I’m being forced to move and figured I’d build one more frame before my workspace changes. I am very fortunate to have found a new place to live and the guy I work for is allowing me space at his shop to set up a workspace. This is frame number 8 for me, this is built for my housemate.
The top and down tube were gifted to me, and I had the rest of the parts except for a seat tube. This was the smoothest build I’ve done; I attribute that to having gone through the process enough times to have my order of operations more in order (*plenty of room for improvement). Building a frame is a series of steps and processes, so many in fact that trying to focus on perfecting every step on a single frame is too time intensive.
Advice to myself and new builders is to focus on steps that need the most improvement and/or the steps that are easiest to improve. Perhaps one from each category on each frame, that’s been my philosophy. The area that I have not let overly concern me in my process has been alignment. After reading various forums over the years, I never came across information that stated it’s hard to make a bike that won’t ride.
I can make a frame that’s reasonably straight when measured with my eyecrometer. I can align my droupouts so they are centered to the seat tube/head tube using a simple tool like the one used by Paul Brodie. All my bikes have functioned as intended and have visually looked straight. As I develop my skills and acquire more tooling, I will sneak up on an alignment system.
anyhow here are some pictures, definitely some gaps in capturing the process…

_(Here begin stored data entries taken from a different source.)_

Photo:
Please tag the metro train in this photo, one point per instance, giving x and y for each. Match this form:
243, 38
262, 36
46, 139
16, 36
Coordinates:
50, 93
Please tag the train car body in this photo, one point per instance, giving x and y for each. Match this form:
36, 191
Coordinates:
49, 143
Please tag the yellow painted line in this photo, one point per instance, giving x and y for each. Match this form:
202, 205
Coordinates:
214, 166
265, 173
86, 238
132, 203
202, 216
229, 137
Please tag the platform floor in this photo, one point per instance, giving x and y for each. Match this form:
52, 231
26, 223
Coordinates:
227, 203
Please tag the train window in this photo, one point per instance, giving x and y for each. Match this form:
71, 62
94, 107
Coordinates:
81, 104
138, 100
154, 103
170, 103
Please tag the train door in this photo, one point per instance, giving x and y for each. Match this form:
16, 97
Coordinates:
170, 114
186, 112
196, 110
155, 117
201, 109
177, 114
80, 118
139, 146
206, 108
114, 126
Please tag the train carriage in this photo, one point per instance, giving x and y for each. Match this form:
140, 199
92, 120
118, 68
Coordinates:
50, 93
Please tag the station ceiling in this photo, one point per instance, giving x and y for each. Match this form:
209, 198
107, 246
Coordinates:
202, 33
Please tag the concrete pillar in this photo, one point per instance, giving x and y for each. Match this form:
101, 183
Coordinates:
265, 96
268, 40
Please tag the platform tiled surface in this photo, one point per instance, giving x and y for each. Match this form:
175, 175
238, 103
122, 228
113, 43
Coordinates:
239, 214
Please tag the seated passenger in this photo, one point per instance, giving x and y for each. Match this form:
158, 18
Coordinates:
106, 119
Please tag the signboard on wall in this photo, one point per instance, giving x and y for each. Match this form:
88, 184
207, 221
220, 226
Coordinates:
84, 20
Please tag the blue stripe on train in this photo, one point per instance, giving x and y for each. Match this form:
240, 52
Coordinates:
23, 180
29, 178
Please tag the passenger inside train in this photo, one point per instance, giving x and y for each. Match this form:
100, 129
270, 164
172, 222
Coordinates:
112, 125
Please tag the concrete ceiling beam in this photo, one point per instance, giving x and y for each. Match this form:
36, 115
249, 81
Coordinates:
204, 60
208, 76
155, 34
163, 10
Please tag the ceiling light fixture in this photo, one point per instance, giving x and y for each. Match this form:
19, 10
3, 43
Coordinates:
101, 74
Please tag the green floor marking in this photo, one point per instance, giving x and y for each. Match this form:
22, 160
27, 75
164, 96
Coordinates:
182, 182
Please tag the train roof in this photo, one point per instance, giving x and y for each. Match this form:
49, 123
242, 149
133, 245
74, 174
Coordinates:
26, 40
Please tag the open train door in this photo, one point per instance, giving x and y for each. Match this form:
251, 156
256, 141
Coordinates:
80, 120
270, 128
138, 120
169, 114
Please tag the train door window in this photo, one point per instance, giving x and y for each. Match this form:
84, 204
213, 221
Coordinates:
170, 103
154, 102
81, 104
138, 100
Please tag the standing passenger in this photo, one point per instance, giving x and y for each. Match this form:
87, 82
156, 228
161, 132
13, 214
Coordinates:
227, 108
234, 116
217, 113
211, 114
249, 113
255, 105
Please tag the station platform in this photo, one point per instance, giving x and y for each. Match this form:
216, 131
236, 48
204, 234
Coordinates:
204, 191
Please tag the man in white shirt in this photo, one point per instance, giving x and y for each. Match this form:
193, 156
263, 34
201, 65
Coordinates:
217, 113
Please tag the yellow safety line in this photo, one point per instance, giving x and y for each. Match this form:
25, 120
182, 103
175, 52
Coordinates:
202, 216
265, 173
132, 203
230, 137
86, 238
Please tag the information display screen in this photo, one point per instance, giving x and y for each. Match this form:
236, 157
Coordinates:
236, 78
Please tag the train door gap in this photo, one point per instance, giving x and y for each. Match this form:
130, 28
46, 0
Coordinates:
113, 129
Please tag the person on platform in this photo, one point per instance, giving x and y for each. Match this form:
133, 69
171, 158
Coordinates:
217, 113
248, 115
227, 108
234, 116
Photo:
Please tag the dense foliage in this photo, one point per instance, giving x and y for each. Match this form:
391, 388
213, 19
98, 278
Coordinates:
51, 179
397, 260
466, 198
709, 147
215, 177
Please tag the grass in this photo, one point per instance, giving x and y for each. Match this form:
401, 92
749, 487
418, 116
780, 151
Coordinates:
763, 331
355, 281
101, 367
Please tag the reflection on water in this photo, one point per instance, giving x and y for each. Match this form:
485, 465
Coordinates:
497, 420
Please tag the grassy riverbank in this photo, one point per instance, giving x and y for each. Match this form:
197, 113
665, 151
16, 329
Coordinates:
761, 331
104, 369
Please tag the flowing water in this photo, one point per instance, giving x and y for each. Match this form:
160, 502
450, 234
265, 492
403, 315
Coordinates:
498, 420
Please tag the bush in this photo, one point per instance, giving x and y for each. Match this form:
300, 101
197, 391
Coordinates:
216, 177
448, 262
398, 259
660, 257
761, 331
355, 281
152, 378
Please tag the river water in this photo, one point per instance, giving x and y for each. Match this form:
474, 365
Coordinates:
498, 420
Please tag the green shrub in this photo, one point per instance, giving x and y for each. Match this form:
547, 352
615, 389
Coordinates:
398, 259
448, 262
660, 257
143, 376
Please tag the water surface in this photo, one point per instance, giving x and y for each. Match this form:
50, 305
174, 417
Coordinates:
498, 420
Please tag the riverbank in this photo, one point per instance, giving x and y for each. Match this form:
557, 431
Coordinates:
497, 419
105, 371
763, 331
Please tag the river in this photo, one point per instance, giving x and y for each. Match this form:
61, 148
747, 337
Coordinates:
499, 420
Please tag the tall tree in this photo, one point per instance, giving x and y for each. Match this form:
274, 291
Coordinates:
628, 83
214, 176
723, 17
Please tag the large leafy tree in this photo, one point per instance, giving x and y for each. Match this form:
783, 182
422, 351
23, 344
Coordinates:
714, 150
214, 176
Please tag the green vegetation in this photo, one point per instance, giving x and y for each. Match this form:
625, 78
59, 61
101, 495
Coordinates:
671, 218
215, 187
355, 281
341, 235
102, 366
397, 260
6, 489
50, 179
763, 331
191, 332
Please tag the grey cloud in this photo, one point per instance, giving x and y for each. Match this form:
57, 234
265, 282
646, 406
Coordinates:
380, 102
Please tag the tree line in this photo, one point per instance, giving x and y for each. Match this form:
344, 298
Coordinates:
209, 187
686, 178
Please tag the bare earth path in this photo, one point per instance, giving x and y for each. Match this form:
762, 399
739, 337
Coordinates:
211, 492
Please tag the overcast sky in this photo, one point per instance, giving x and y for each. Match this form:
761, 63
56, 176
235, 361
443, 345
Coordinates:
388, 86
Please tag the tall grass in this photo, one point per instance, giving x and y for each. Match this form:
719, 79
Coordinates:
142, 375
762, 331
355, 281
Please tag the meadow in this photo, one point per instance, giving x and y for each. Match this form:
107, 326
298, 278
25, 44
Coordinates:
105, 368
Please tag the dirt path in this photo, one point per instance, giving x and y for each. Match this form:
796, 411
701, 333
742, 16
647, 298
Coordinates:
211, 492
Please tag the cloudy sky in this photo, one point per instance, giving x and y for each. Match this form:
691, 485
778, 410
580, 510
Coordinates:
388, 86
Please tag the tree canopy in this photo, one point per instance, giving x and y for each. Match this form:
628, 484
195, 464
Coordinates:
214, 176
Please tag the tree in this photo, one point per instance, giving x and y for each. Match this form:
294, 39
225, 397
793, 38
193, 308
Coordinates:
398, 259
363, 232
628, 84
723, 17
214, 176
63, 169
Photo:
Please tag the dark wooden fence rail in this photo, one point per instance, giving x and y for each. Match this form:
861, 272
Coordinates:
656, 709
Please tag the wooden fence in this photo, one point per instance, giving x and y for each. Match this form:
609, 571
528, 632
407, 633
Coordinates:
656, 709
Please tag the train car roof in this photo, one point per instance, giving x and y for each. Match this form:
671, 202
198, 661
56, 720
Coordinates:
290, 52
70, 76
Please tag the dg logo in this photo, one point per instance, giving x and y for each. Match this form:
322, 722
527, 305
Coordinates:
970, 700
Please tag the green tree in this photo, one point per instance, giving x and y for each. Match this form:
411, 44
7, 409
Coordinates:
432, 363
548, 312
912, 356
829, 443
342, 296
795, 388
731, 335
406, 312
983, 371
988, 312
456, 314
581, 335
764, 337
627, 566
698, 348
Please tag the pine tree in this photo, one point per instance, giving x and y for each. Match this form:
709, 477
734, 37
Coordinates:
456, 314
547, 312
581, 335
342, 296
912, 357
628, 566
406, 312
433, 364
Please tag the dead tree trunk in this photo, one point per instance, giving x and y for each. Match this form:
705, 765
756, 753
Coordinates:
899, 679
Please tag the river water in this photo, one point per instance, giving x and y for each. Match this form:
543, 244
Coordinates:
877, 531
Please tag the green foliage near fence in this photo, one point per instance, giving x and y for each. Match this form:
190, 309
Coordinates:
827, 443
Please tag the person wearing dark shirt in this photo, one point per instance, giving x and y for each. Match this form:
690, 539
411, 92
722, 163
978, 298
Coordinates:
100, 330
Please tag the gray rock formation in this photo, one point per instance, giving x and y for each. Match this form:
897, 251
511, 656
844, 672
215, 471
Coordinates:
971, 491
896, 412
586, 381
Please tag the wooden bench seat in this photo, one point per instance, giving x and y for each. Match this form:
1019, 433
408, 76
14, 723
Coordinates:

CS after I’ve bent and brazed in the taper to my stays
Front triangle tacked
Adding CS
welded and brazed, ready for SS
Ive used my far miter fixture for SS but this time I decided to hand file the ST miter
Late request for rear rack mounts, I prefer using bottle bosses but this was easier at this stage
Over view/close ups
I’ll post up a picture once it’s built into a functioning bicycle. I’m excited to get into my new workspace and get started on the frame I’ll be riding for this year!